Tomado de: Hans Küng, 20 tesis sobre ser cristiano, Madrid, Ediciones Cristiandad, 1977.

5 comentarios:

Ociósofo dijo...

Amigo, tendremos que discutir varios de estos con una chela. Me interea hablar de esto.

Falma Telemna dijo...

Gran tema, gran teólogo...
por cierto, supe que sacó un libro hace como uno o dos años, pero, como es de los que callan... le perdí la pista y ya no supe que onda... ¿tu sabes algo?

Por cierto, soy nueva en tu blog y pinta reeee bien.

Teófilo de Jesús dijo...

Me recuerdo haber leído esto en On Being a Christian hace mucho tiempo.

Las tesis 5, 10 y 15 necesitan un poquito de trabajo para ser católicas.
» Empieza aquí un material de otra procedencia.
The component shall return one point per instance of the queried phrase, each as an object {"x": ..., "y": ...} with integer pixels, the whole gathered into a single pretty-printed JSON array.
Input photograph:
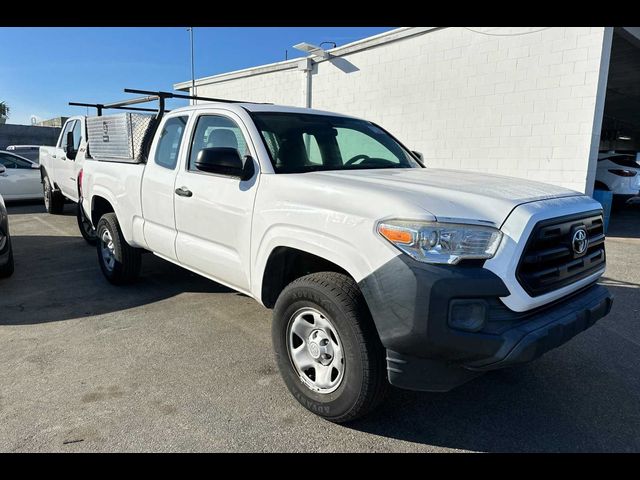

El resto nos debe recordar una época ya pasada en que Küng aun hablaba como católico y había gente que lo escuchaba.

Hoy día, ni lo uno ni lo otro.

-Theo

Ululatus sapiens dijo...

¡Gracias a todos por escribir!

Santiago: Pues habrá que organizar algo, como te dije. Y a ver si puedo conseguir el libro que te dije de José María Castillo.

Falma: Creo que te refieres a sus memorias, en dos tomos: Libertad conquistada y Verdad controvertida, editados por Trotta (y por tanto incosteables). ¿O quizás te refieres a sus excelentes estudios masivos sobre el cristianismo, el judaísmo y el Islam?

Teófilo:

Bienvenido a mi blog. ¡Gracias por comentar! Y, si bien habría que discutirlo, no estoy de acuerdo contigo. No veo problema con el 10 y el 15. El 5, por otro lado, me parece que no nada más roza la frontera de la heterodoxia... sino que se vuela la barda un poco.

¡Gracias a todos nuevamente!

Falma dijo...

Síiii, me refiero justo a esos tres últimos que me interesan muchísimo, pero insisto, sólo me llegó de oídas y ni mi progenitor supimos como buscarlos porque a ambos nos interesan. A mí, en particular, cristianismo e Islam.

¿Cómo los busco? gracias por la cálida bienvenida.